Michel Temer minimizou demissão de Fernando Segovia, agora ex-diretor-geral da Polícia Federal. "Não houve uma dispensa, mas um ajustamento", afirmou; sobre a indicação de Segovia para o cargo, Temer disse que "houve zero conotação política"; à Reuters, Segovia havia  que a tendência na PF é recomendar o arquivamento da investigação em que Temer é suspeito de beneficiar a empresa Rodrimar em um decreto que renovou concessões no Porto de Santos (SP)

Brasília - O presidente em exercício, Michel Temer, recebe em cerimônia no Palácio do Planalto, cartas credenciais de seis embaixadores. (José Cruz/Agência Brasil)
Brasília - O presidente em exercício, Michel Temer, recebe em cerimônia no Palácio do Planalto, cartas credenciais de seis embaixadores. (José Cruz/Agência Brasil) (Foto: Leonardo Lucena)

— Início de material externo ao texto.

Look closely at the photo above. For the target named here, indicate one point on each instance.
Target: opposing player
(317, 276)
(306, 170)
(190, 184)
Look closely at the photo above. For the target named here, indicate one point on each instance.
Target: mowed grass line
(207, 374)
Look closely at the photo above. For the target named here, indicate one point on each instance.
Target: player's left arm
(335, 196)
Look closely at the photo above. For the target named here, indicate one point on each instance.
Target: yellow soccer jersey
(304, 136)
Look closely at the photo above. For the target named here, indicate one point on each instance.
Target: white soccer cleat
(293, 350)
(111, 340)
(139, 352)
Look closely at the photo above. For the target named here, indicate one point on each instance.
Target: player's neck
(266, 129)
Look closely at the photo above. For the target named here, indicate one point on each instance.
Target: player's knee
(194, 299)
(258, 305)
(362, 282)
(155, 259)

247 - Michel Temer minimizou demissão de Fernando Segovia, agora ex-diretor-geral da Polícia Federal. "Não houve uma dispensa, mas um ajustamento"", afirmou nesta quarta-feira (28) durante entrevista ao '3 em 1', da Jovem Pan.

Segundo Temer, a decisão reforça a autonomia de Raul Jungmann à frente do Ministério de Segurança Pública. "O ministro da segurança [Jungmann] montaria sua equipe, chegando ele montaria sua equipe, dei autonomia, ele conversou comigo [antes do afastamento]", afirmou.

Na avaliação de Temer, Segovia "fez um trabalho muito correto e adequado ao longo desses praticamente 3 meses".

Sobre a indicação de Segovia para o cargo, Temer disse que "houve zero conotação política". "O nome dele me foi trazido por 5,56 associações da PF, vários setores apoiando seu nome e mais dois, optei por ele e depois disseram que houve influência de A,b e C, não houve, como agora com a nomeação de [Rogério] Galloro; é questão meramente profissional", acrescentou.

À Reuters, no começo deste mês, Segovia disse que a tendência na PF é recomendar o arquivamento da investigação em que Temer é suspeito de beneficiar a empresa Rodrimar em um decreto que renovou concessões no Porto de Santos, em São Paulo.

A PF investiga se a medida que ampliou para 35 anos as concessões do setor favoreceu a Rodrimar. São investigados Michel Temer, o ex-assessor da Presidência Rodrigo Rocha Loures, o presidente da Rodrimar, Antônio Grecco, e o diretor da empresa Ricardo Mesquita.